Is the area a key to the probable path of price? If price brings the pendulum to this level and this level is a “make or break” area for the trend, you should be deciding what you want to do at this key level:
- If you like the market structure and price action that brought price to this key area, it's a wonderful place to enter for a potential reversion to the trend (if you have a quality entry setup and stop) because your entry will be “close to the bone,” meaning you will have entered well before most traders take positions in the direction of the trend and will most likely have a much better entry price.

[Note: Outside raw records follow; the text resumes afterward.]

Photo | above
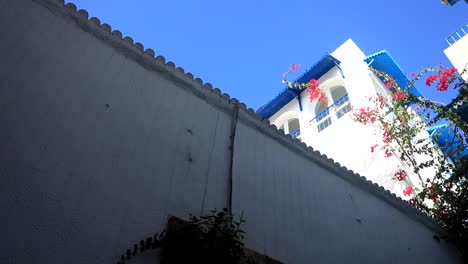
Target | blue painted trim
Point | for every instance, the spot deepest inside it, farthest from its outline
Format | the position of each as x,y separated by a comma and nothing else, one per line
341,70
326,63
383,61
445,135
300,101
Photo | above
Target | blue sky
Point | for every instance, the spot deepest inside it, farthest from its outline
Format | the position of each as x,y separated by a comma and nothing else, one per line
242,47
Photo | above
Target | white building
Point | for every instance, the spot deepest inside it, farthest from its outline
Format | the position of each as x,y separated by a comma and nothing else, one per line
345,77
457,52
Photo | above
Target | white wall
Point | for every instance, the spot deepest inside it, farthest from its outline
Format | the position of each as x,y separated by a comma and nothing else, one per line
101,142
457,53
346,141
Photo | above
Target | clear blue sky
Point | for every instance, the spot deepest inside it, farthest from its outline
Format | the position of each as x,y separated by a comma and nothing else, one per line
242,47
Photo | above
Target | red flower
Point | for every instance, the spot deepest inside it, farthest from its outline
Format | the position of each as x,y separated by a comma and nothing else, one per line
295,67
400,175
399,95
315,93
408,191
431,79
388,153
386,136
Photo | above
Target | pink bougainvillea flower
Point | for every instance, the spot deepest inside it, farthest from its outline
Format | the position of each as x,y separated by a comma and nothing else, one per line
444,79
388,153
400,175
386,135
408,191
431,79
295,67
399,95
315,93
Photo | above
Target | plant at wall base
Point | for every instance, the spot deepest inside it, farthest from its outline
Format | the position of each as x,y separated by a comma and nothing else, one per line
443,195
213,238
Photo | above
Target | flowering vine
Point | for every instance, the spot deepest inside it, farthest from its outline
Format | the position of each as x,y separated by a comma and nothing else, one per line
402,119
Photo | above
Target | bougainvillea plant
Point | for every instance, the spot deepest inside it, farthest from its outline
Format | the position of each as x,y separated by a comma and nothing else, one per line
434,178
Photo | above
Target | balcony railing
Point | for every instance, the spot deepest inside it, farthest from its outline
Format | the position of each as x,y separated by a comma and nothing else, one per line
457,35
324,119
296,133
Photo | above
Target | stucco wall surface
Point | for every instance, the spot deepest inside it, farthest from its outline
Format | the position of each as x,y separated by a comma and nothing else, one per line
100,142
457,53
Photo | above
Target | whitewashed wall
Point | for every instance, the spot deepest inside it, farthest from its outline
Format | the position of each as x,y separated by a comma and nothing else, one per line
100,142
457,53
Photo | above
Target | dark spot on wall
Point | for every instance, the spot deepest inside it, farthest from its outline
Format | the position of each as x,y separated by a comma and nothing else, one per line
188,156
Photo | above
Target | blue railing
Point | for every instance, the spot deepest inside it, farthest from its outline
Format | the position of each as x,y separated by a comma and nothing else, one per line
341,108
457,35
296,133
342,100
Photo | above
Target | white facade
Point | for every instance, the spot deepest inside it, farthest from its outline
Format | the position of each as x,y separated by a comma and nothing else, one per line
336,134
457,52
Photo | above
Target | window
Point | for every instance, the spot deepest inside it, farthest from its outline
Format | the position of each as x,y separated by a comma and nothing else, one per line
324,115
291,126
341,101
294,128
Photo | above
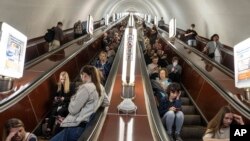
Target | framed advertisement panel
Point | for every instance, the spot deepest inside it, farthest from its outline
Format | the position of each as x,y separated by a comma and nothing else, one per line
172,28
242,64
90,25
12,51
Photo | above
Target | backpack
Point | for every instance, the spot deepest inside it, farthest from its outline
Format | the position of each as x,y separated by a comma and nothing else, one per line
49,36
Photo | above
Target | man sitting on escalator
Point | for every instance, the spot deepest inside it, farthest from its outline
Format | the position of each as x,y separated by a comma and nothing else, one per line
170,111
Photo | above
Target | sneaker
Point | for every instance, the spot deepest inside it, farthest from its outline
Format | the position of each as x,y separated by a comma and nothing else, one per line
178,137
171,137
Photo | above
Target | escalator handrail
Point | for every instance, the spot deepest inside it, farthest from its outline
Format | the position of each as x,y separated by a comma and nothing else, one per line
46,55
224,69
40,39
243,109
25,90
89,135
201,39
152,106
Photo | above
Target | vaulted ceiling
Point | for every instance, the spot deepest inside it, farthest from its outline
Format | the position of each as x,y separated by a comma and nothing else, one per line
229,18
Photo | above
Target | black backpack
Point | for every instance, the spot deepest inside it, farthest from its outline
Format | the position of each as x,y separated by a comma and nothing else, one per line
49,36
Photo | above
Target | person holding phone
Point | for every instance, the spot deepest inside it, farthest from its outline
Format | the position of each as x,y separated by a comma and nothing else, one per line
153,67
218,128
170,111
15,131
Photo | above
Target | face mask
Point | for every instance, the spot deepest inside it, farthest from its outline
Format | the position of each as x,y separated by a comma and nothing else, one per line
175,63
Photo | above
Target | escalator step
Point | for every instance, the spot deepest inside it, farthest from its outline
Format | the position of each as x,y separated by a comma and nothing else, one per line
192,139
193,132
192,120
188,109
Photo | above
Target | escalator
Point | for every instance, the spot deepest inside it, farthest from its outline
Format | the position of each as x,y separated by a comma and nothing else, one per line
207,88
227,62
31,98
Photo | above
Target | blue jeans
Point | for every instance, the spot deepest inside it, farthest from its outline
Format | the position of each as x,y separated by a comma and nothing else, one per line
68,134
192,43
172,117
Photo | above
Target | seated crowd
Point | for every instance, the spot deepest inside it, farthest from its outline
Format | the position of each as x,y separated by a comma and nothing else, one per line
165,79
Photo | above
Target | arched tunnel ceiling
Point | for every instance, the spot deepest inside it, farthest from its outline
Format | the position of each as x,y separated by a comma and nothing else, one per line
228,18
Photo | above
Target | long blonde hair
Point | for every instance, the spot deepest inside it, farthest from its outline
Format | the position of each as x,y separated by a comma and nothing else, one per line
11,123
94,74
66,84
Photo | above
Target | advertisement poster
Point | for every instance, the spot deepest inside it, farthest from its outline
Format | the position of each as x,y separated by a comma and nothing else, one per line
242,64
107,20
12,51
90,25
172,28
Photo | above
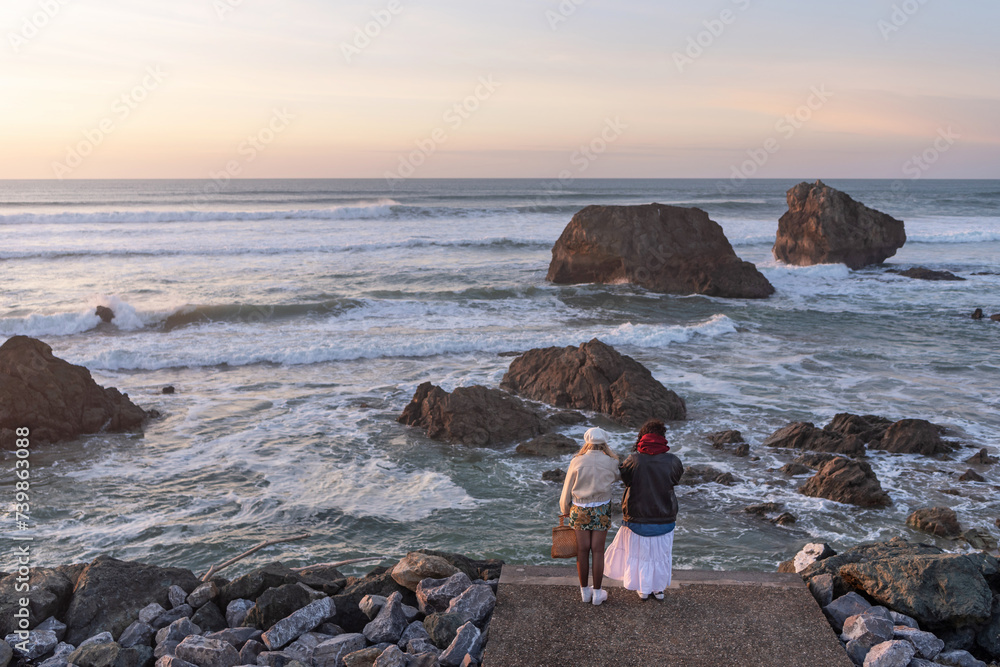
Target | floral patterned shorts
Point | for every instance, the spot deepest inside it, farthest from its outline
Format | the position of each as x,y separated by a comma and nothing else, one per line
590,518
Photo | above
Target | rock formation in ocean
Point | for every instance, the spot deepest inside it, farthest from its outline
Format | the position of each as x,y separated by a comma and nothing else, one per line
922,273
593,376
665,249
55,399
551,445
847,481
912,436
477,416
940,521
806,436
826,226
868,428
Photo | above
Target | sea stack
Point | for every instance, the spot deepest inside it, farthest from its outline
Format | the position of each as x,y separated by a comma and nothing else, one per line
665,249
55,399
826,226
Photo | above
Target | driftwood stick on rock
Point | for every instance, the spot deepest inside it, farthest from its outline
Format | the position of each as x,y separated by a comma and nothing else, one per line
216,568
341,563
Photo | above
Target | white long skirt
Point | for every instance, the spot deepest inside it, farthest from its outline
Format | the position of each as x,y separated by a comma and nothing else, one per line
643,564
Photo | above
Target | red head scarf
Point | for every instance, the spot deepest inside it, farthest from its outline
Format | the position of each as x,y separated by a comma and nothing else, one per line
653,444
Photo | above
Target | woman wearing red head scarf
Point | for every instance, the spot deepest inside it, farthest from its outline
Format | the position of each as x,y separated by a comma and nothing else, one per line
642,552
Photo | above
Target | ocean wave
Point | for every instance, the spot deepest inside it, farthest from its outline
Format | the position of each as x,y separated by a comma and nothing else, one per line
357,338
956,236
127,318
382,208
494,243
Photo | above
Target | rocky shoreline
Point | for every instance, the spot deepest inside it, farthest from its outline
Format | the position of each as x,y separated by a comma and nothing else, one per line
428,609
899,604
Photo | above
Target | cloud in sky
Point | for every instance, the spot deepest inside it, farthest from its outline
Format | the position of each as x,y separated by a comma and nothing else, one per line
701,86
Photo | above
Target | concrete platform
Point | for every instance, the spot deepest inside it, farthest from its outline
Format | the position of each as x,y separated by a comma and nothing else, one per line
717,619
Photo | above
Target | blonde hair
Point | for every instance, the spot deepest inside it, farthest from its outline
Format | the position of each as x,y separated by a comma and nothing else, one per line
598,446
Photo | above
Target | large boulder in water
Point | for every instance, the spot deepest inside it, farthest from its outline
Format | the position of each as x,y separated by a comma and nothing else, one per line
847,481
826,226
55,399
477,416
48,595
939,591
864,553
868,428
662,248
594,377
806,436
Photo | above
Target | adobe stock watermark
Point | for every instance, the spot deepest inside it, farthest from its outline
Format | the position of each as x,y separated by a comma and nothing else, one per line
123,108
899,17
365,36
248,151
223,8
454,118
562,13
583,157
921,163
786,128
33,24
698,44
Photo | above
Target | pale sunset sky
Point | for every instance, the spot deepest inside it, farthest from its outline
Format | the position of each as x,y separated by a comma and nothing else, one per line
174,88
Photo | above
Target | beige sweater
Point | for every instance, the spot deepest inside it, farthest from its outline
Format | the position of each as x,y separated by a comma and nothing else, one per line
589,480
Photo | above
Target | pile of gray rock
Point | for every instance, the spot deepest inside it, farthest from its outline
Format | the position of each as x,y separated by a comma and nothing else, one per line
429,609
898,604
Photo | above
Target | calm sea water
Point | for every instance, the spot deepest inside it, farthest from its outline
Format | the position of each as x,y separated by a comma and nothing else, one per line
296,318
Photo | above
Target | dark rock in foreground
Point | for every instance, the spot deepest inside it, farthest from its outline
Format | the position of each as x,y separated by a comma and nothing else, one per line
110,593
55,399
921,273
476,416
49,594
847,481
594,377
804,435
666,249
826,226
940,591
942,604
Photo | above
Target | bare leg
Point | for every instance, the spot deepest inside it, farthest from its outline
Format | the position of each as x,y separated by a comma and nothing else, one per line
597,546
583,556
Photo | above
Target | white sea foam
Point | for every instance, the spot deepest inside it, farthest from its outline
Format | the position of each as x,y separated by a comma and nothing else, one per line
66,324
236,344
361,211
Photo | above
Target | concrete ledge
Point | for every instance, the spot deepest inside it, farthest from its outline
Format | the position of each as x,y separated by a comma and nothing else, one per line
536,575
707,619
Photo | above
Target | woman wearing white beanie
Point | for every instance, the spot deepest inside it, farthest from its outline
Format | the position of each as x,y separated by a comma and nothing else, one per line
586,500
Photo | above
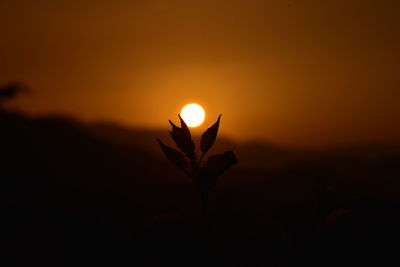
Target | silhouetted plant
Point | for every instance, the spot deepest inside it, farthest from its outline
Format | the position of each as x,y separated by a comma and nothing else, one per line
204,175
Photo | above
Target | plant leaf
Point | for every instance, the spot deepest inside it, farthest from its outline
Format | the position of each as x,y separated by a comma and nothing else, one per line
184,127
182,138
175,156
209,136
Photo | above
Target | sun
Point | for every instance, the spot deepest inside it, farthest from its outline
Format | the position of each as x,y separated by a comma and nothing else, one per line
193,114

- If you don't like the way price headed toward this key level, buy another bar or two, which means watch how price acts when it gets to this area. If price begins to stall at this key level and builds market structure you are more comfortable with, begin looking for a trade entry setup—though these areas often spawn quick turns if price is about to return to the prior trend, so by waiting for more information, you may miss a “close to the bone” entry.

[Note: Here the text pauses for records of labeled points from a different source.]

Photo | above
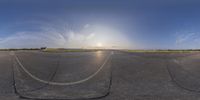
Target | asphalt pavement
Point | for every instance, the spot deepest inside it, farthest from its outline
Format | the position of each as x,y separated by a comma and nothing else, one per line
140,76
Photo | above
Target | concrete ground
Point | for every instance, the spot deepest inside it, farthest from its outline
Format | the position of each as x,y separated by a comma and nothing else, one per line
139,76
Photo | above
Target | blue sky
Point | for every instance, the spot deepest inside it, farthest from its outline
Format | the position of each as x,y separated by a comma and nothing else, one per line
133,24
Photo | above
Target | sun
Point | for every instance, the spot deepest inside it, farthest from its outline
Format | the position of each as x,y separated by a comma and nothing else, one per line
99,44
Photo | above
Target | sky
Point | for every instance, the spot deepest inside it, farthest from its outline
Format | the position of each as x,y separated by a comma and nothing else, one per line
123,24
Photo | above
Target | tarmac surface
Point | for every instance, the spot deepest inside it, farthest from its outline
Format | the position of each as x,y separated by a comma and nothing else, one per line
78,75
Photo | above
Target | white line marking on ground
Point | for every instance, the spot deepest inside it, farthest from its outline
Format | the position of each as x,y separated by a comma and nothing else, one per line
58,83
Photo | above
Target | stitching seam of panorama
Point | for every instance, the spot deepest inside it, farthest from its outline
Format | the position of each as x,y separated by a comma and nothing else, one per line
57,83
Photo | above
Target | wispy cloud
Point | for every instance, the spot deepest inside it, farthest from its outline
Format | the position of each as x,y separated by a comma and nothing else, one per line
88,36
187,40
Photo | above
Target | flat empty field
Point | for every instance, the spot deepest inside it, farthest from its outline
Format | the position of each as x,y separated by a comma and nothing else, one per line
82,75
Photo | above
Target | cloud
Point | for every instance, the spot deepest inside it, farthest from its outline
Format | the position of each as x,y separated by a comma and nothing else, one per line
185,38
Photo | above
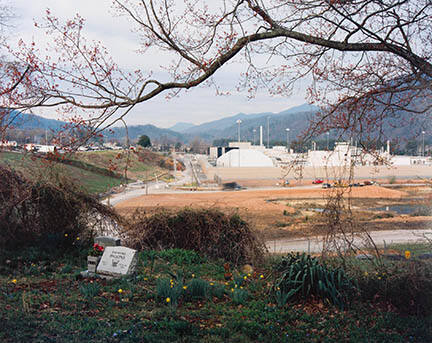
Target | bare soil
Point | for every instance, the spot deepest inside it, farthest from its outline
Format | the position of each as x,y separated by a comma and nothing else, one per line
286,212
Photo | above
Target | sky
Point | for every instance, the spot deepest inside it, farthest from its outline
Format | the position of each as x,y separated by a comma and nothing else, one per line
196,106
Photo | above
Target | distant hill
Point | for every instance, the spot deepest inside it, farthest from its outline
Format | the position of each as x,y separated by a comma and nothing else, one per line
181,127
295,118
135,131
26,121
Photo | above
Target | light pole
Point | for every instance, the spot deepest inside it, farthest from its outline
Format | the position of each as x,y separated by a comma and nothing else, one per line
287,130
238,122
268,132
328,134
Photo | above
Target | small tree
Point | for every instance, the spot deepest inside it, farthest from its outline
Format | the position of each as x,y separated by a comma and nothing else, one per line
144,141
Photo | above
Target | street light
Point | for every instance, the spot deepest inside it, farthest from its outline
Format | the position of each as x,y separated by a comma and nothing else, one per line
328,134
268,132
287,130
238,122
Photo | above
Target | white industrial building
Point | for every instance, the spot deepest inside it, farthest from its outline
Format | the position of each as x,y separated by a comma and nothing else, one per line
244,158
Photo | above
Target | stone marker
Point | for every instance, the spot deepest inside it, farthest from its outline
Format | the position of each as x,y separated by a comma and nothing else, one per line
107,241
117,261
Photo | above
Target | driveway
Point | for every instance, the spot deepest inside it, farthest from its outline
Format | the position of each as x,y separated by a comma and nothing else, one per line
381,238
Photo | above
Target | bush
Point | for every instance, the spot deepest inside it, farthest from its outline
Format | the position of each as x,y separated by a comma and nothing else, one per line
206,231
407,286
302,276
51,214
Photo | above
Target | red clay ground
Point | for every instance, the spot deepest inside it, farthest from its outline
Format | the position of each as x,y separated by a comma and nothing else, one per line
282,212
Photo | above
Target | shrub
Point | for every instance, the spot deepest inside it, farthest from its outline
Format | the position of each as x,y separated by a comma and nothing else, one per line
169,291
206,231
302,276
197,289
240,296
51,213
406,285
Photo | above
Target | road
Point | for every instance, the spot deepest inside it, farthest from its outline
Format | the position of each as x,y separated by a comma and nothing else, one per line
381,238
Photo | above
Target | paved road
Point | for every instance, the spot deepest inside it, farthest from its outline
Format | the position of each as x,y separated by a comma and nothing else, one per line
314,245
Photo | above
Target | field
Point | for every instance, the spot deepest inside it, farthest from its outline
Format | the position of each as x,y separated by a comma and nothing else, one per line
39,169
97,171
142,164
291,212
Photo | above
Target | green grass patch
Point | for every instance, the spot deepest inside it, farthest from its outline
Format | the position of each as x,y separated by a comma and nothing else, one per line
94,182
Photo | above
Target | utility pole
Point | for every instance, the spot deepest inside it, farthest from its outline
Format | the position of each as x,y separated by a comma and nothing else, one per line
287,130
238,122
328,134
268,132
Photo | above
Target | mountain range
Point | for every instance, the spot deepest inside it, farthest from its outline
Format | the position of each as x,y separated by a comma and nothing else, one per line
227,127
296,119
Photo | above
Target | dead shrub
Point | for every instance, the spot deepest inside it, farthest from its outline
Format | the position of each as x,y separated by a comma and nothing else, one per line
207,231
53,215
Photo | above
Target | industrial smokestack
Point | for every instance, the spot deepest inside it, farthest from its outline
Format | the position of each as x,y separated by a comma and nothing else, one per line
261,135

- If you are uncomfortable with the price action that brought price to this key level and you see nothing that relieves that uncomfortable feeling, stay out; don't waste too much of your focus on the market. Wait until you see market structure that you know you can trade successfully before spending time, energy, and money on this market.
On the chart above, I added my market map and marked out what I thought were two key possibilities if price continued higher: 1) Price often doubles a range—even a sloped range—and then returns back to the prior trend; 2) Price often runs into limit entry orders at a multi-pivot line. These orders are left above the current price action by the larger traders (or “Whales”) in a downtrend, in case price pulls back to levels that give them a quality entry on a pendulum-type pullback (and the opposite in an uptrend, of course).
Price gapped open higher, rose to the confluence formed by the multi-pivot line and the down-sloping line that marks the area where price effectively doubled its “sloped range” and then turned lower. To stay within the downtrend, price could only stretch the pendulum back that far; any further would have violated the key market structure. At least for now, market structure and potential limit entry sell orders turned price back toward the downtrend.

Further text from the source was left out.